I have two memory regions I'm allocating with VirtualAlloc: 0x1E0000 (Size: 0x39000, Reserve) and 0x219000 (Size: 0x3000, Commit). These are both within the same allocation boundary (which in this case is rounded to 0x40000 (64K*4)), and the second region starts where the first ends.
Now forget the commit part for a minute. If I MEM_RESERVE the first 0x39000 and then MEM_RESERVE the next 0x3000, I get ERROR_INVALID_ADDRESS. However, if I MEM_RESERVE both in one go, 0x39000+0x3000=0x3C000, then it works, and I can use MEM_COMMIT to commit the second region successfully.
Why is that? Why can't I reserve each part on its own instead of as one big reserved region? After reserving the first region the remaining area within the allocation (0x219000-0x21FFFF) will have the MEM_FREE state, so how come I cannot reserve the first 0x3000 of the remaining 0x7000 in the allocation boundary?
You cannot have two separate reservations within the same allocation boundary.

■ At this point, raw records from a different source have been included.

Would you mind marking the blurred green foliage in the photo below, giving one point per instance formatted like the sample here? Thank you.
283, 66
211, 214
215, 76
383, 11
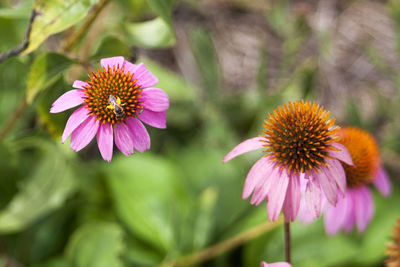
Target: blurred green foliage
61, 208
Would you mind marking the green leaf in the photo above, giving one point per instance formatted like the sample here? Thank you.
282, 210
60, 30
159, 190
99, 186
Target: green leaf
97, 244
55, 16
45, 70
110, 46
163, 8
148, 196
47, 187
21, 11
156, 33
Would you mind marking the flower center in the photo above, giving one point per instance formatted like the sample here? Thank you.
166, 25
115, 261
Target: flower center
125, 93
364, 153
299, 136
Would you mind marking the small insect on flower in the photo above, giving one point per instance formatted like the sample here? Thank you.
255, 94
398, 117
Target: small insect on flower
300, 144
116, 106
114, 102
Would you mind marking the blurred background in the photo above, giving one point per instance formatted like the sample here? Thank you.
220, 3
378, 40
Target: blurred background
224, 64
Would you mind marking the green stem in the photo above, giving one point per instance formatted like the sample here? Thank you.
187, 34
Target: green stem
217, 249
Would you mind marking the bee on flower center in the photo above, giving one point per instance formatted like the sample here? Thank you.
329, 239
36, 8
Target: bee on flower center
116, 106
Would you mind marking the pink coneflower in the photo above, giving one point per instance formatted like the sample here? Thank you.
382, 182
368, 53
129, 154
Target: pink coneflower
357, 206
276, 264
300, 143
118, 98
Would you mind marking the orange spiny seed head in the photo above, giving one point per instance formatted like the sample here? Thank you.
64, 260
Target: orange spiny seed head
298, 136
364, 152
111, 81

From the documentation for VirtualAlloc:
lpAddress [in, optional] The starting address of the region to allocate. If the memory is being reserved, the specified address is rounded down to the nearest multiple of the allocation granularity.
(emphasis mine)
So your request to reserve memory starting at 0x219000 actually attempts to reserve memory starting at 0x210000, which is inside the existing allocation and hence illegal.
(It should also be noted that there is no guarantee that any particular region of virtual memory will be available for you to reserve; Windows may have already reserved it for some other purpose. Best practice is to always set the lpAddress parameter to NULL, allowing Windows to choose an address for you.)